I can currently reproduce the error using this script.
import asyncio
from crawlee.beautifulsoup_crawler import BeautifulSoupCrawler, BeautifulSoupCrawlingContext
from crawlee.http_clients.curl_impersonate import CurlImpersonateHttpClient
from crawlee.router import Router
router = Router[BeautifulSoupCrawlingContext]()
@router.default_handler
async def request_handler(context: BeautifulSoupCrawlingContext) -> None:
url = context.request.url
print(f"Processing URL: {url}")
html_content = context.soup.prettify()
print(html_content)
async def main() -> None:
crawler = BeautifulSoupCrawler(request_handler=router)
await crawler.run([
'https://www.booking.com/reviewlist.en-gb.html?cc1=cz&pagename=hotel-don-giovanni-prague&rows=25&sort=f_recent_desc&offset=50'
])
if __name__ == '__main__':
asyncio.run(main())
Note: The scraped website will change in time as we are using the offset parameter - new reviews will push the problematic ones to higher offset.
If you are not getting any errors, please verify if you scraped the entire html by looking for the string c-review-block" If the site gets scraped correctly, you should find 25 review blocks - one for each review.
In my case, I get this error and only 11/25 review blocks:
Note: The scraped website will change in time as we are using the offset parameter - new reviews will push the problematic ones to higher offset.
If you are not getting any errors, please verify if you scraped the entire html by looking for the string c-review-block" If the site gets scraped correctly, you should find 25 review blocks - one for each review.
I tried again, I'm getting 25 review blocks consistently and no errors.
Could you please try to save the HTML of the page that crashes beautifulsoup?
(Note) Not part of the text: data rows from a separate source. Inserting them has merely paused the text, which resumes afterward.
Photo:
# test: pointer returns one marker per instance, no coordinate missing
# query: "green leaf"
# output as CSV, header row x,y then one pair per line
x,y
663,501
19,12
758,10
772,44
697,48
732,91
We should try to make a reproduction example that doesn't depend on the current state of a website that changes this often.
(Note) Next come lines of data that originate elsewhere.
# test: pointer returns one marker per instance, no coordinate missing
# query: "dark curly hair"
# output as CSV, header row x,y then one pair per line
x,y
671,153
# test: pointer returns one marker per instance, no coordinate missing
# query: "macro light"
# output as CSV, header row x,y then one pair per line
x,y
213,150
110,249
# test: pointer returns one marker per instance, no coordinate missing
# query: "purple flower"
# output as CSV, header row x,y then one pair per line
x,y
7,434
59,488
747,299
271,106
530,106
Got an error using offset=200.
The zip contains the original html source code and also the html scraped by the script from previous message. It contains only 3/25 blocks and some special chars are messed up.
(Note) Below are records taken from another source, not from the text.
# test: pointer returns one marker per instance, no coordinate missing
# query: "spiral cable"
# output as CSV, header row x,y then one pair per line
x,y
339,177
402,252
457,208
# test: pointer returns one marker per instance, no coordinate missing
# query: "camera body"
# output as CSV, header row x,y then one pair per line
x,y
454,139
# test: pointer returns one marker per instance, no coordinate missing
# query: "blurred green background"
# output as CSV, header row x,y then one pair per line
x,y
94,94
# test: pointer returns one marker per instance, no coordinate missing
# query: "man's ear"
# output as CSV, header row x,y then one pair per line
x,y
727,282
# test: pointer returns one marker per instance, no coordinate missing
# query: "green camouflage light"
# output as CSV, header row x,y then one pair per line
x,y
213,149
This is strange. Could you dump the response headers of a failing request for me?
print(context.http_response.headers)
root={'cache-control': 'private', 'content-encoding': 'br', 'content-length': '10185', 'content-security-policy-report-only': "frame-ancestors 'none'; report-uri https://nellie.booking.com/csp-report-uri?type=report&tag=112&pid=2a8173b6036f02ae&e=UmFuZG9tSVYkc2RlIyh9YeCr9sjcycwx2MIpyyQyTpmqV_3QMFueVZyxbPr4tb7Q", 'content-type': 'text/html; charset=UTF-8', 'date': 'Mon, 18 Nov 2024 16:27:25 GMT', 'nel': '{"max_age":604800,"report_to":"default"}', 'report-to': '{"group":"default","max_age":604800,"endpoints":[{"url":"https://nellie.booking.com/report"}]}', 'server': 'nginx', 'strict-transport-security': 'max-age=63072000; includeSubDomains; preload', 'vary': 'User-Agent, Accept-Encoding', 'via': '1.1 fbd2b51fce9ee4f3aa7b93dbbda3d698.cloudfront.net (CloudFront)', 'x-amz-cf-id': 'KhVqUbybzfGTSTkfDeZIo7vTNT1GvYPI0WPTTsfMMvZio5OpiTlFXw==', 'x-amz-cf-pop': 'FRA56-P8', 'x-cache': 'Miss from cloudfront', 'x-content-type-options': 'nosniff', 'x-recruiting': 'Like HTTP headers? Come write ours: https://careers.booking.com', 'x-xss-protection': '1; mode=block'}
Okay, nothing suspicious there. Could you also provide the complete stack trace of your error?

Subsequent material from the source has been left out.